Mark Scialla reportedly met family members of some of those who died in police firing against protesters
An American journalist who was working on a documentary on the health impact of the Sterlite copper smelter plant in Tamil Nadu's Tuticorin has flown back, after he was directed by the police to leave the country, citing violation of visa conditions. Freelance journalist Mark Scialla, who arrived in the country on a tourist visa on December 27, has been issued a leave India notice.
The Tuticorin police had questioned him on Sunday and continue to question anti-Sterlite activists he had met. Mr Scialla had also reportedly met family members of some of those who died in police firing against protesters in May last year.
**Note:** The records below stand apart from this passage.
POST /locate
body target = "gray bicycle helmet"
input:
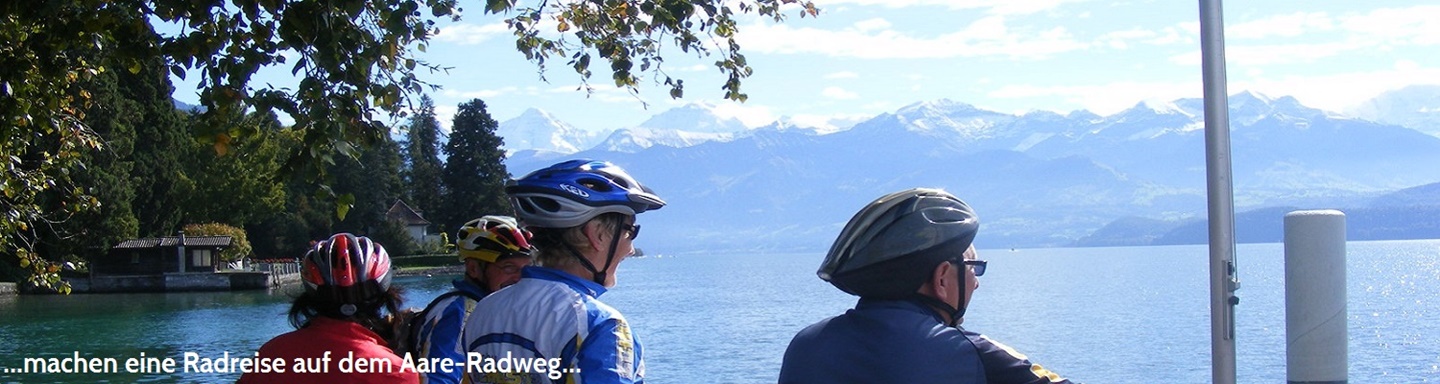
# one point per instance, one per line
(893, 243)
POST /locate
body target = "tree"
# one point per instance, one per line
(422, 171)
(107, 177)
(238, 189)
(474, 168)
(163, 138)
(354, 58)
(373, 180)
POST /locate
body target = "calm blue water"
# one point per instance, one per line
(1095, 315)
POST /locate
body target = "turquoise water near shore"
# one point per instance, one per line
(1095, 315)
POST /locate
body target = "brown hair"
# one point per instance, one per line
(550, 243)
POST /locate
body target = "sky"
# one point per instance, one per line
(863, 58)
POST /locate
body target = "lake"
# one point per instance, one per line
(1093, 315)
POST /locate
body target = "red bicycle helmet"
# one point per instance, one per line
(347, 269)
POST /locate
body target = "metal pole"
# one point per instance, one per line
(1220, 192)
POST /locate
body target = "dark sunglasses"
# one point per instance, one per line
(977, 265)
(632, 229)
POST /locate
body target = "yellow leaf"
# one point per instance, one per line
(222, 144)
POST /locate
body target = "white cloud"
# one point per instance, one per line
(1417, 25)
(693, 68)
(483, 94)
(991, 6)
(1282, 26)
(835, 92)
(445, 114)
(464, 33)
(988, 36)
(750, 115)
(871, 25)
(1342, 91)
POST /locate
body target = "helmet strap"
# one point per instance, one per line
(943, 307)
(598, 275)
(609, 256)
(595, 275)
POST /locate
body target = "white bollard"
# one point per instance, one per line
(1315, 317)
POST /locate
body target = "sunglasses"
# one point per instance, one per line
(631, 229)
(977, 265)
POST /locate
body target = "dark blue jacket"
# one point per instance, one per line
(882, 341)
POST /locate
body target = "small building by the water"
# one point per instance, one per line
(415, 225)
(170, 263)
(163, 255)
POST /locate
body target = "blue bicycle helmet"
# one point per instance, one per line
(570, 193)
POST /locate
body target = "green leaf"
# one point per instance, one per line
(343, 204)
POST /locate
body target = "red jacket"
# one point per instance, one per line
(356, 355)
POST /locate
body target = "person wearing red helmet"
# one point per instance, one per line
(340, 315)
(493, 249)
(582, 215)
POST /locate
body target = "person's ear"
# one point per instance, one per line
(594, 235)
(939, 282)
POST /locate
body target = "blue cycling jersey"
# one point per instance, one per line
(439, 334)
(882, 341)
(550, 327)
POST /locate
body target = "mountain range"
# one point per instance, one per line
(1038, 179)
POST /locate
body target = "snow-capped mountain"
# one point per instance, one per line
(539, 130)
(697, 117)
(1037, 179)
(1416, 107)
(638, 138)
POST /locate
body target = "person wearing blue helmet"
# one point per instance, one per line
(552, 324)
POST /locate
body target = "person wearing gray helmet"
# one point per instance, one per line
(909, 258)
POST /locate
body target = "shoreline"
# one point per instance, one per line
(429, 271)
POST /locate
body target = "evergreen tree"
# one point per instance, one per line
(475, 173)
(163, 140)
(422, 161)
(238, 187)
(114, 117)
(373, 180)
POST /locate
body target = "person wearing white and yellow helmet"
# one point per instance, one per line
(493, 249)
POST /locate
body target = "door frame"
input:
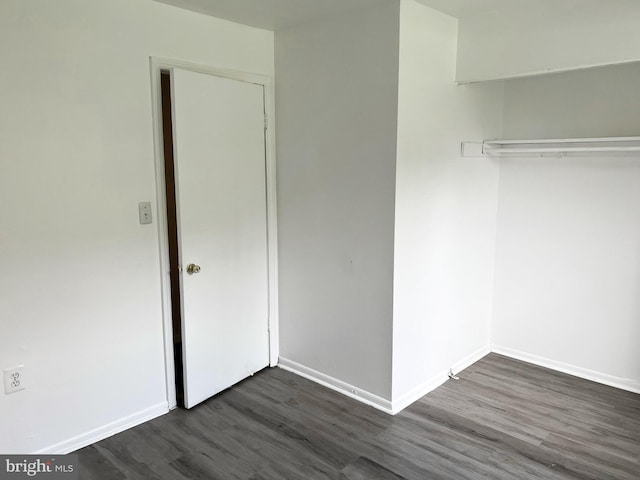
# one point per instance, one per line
(157, 65)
"Mark had violated visa conditions. He was working on a documentary and an article on Sterlite impact. He would return via Hyderabad. We are also enquiring anti-Sterlite activists he met," district Superintendent of Police Murali Ramba told NDTV.
Claiming environmental and health violations by Sterlite, the state government had shut down the plant after the police firing against anti-Sterlite protesters that killed 13 people. The National Green Tribunal allowed Sterlite to reopen subject to compliance of norms and Rs 100 crore be spent for community development. The Madras High Court, however, has stayed the reopening. The state government has also filed a plea in the Supreme Court challenging the green court's nod.
Recently, Sterlite had announced a Rs 100 crore initiative to develop quality educational and health infrastructure in Tuticorin, hoping to reopen the plant. On Wednesday, the Tamil Nadu Pollution Control Board refused to consider issuing consent to operate the plant, citing the state has filed an appeal in the Supreme Court.
The opposition has asked the ruling AIADMK to take a policy decision by the cabinet banning cooper smelting plants in the state.